There is no real AI to speak of, however, and the game’s props are rather static: the people in the game react very basically to being headbutted/set on fire by explosions/knocked over by debris and are more set dressing than something to really play with, and the odd car or truck that speeds through the level are on a set path and absolutely nothing you place in the way – yourself or even the largest pile of debris – can shake them from their course.

a truck
Guess where this is headed.

But if you look closely at the level, you’ll see that Coffee Stain didn’t just stop with the obvious: there are other things to do that you won’t specifically be tasked with, but which are totally doable (and even have their own achievements). These include licking that low-flying hang-glider you can see from the ground which you must figure out how to do, dragging a human onto a handy treadmill with your tongue to send them flying and being pushed to new heights by jumping onto massive fans. There are also secret areas to be found, along with a few Easter eggs put there just because the developers could.

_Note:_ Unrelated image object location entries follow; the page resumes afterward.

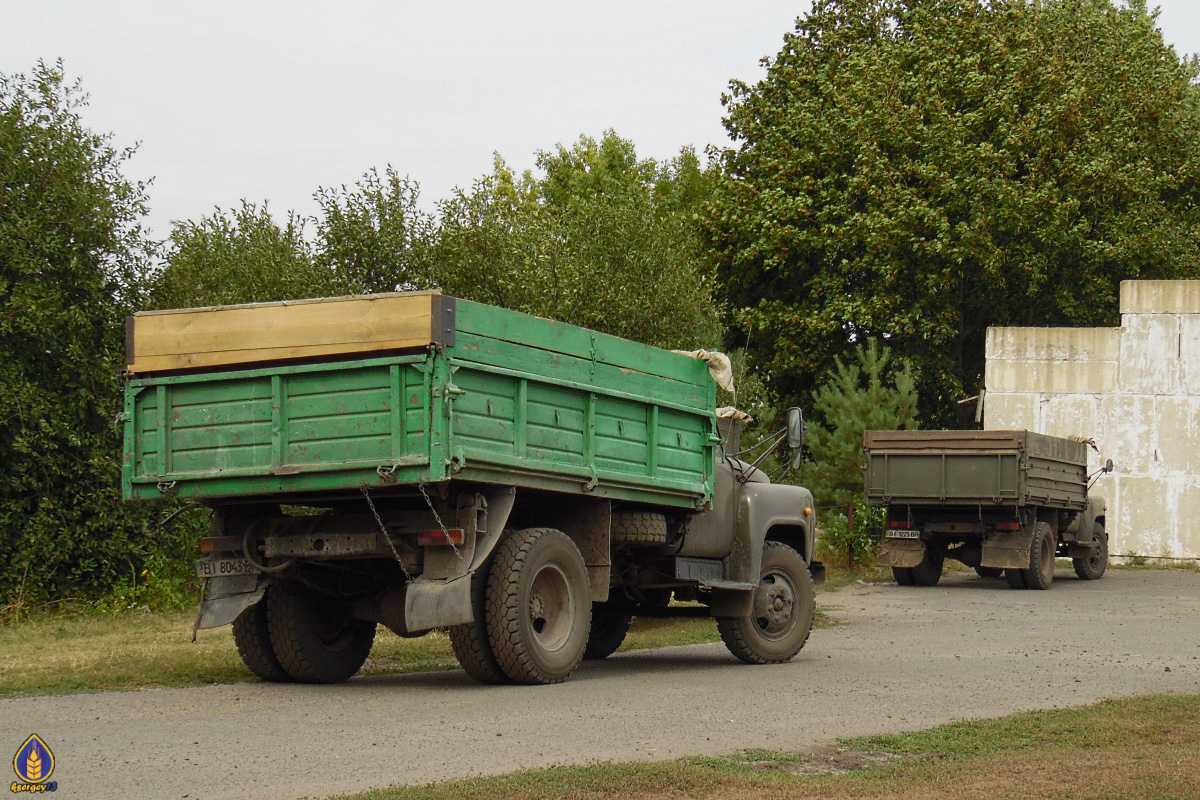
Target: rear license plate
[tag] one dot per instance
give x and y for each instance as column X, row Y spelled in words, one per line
column 222, row 567
column 904, row 534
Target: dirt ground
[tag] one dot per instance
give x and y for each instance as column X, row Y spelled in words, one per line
column 905, row 659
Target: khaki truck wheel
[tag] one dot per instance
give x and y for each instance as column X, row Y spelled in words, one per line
column 253, row 642
column 781, row 613
column 1093, row 566
column 929, row 571
column 1041, row 572
column 316, row 641
column 639, row 528
column 539, row 606
column 469, row 641
column 610, row 624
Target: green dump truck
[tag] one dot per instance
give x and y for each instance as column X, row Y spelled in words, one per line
column 1002, row 501
column 423, row 462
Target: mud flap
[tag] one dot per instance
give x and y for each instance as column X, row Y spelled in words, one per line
column 1080, row 551
column 226, row 599
column 1008, row 551
column 901, row 552
column 437, row 603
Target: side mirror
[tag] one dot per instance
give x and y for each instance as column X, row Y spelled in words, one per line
column 796, row 434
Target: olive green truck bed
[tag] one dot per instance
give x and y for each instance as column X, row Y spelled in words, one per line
column 430, row 463
column 997, row 500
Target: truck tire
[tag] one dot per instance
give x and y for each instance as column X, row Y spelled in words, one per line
column 539, row 606
column 929, row 571
column 1093, row 566
column 610, row 624
column 469, row 641
column 316, row 641
column 253, row 642
column 781, row 615
column 1042, row 552
column 639, row 528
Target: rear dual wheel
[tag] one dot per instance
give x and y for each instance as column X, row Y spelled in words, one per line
column 1093, row 566
column 1039, row 575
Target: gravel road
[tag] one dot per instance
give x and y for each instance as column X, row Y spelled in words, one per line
column 904, row 659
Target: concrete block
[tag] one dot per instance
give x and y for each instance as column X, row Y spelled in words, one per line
column 1127, row 432
column 1071, row 416
column 1011, row 411
column 1179, row 435
column 1189, row 353
column 1150, row 354
column 1144, row 517
column 1050, row 377
column 1185, row 504
column 1053, row 343
column 1161, row 296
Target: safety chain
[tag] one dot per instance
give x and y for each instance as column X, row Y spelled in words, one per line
column 387, row 536
column 438, row 517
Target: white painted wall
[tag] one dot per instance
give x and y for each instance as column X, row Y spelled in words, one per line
column 1135, row 390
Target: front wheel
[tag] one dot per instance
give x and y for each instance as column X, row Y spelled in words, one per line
column 781, row 613
column 315, row 638
column 1093, row 566
column 539, row 606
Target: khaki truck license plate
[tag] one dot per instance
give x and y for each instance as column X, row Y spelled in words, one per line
column 222, row 567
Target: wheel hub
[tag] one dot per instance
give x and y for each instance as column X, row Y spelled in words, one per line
column 774, row 605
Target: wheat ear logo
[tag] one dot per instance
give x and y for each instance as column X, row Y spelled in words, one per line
column 34, row 764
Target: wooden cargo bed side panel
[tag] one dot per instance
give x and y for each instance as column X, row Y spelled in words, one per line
column 943, row 440
column 259, row 332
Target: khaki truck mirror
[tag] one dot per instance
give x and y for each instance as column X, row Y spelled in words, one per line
column 796, row 434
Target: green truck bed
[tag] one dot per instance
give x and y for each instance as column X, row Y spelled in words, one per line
column 978, row 468
column 495, row 396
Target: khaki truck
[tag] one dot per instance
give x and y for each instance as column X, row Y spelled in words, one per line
column 427, row 463
column 1002, row 501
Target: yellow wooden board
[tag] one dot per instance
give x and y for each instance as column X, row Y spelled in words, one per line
column 191, row 338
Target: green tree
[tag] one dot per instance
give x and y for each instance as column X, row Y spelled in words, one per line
column 603, row 239
column 72, row 258
column 927, row 168
column 240, row 256
column 373, row 236
column 864, row 394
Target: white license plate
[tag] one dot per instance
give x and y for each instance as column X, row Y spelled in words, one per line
column 222, row 567
column 904, row 534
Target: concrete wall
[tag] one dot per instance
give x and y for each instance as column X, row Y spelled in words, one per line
column 1134, row 390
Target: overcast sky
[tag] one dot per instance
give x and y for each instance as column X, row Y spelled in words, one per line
column 268, row 101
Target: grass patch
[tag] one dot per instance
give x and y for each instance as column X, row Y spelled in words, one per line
column 90, row 651
column 1143, row 749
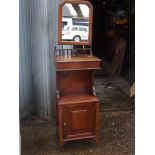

As you might imagine, the silly physics, your sticky tongue and the fact that you are a goat make it hard not to laugh at Goat Simulator, something few games in recent memory have managed. So yes, Goat Simulator has limited appeal, and likely won’t be a game you’ll play every day for a month, but it will make you laugh a whole lot, and that alone is worth the ten dollars.

Goat Simulator is a PC-only game that you can buy from Steam for $9.99. Or wait for the next discount.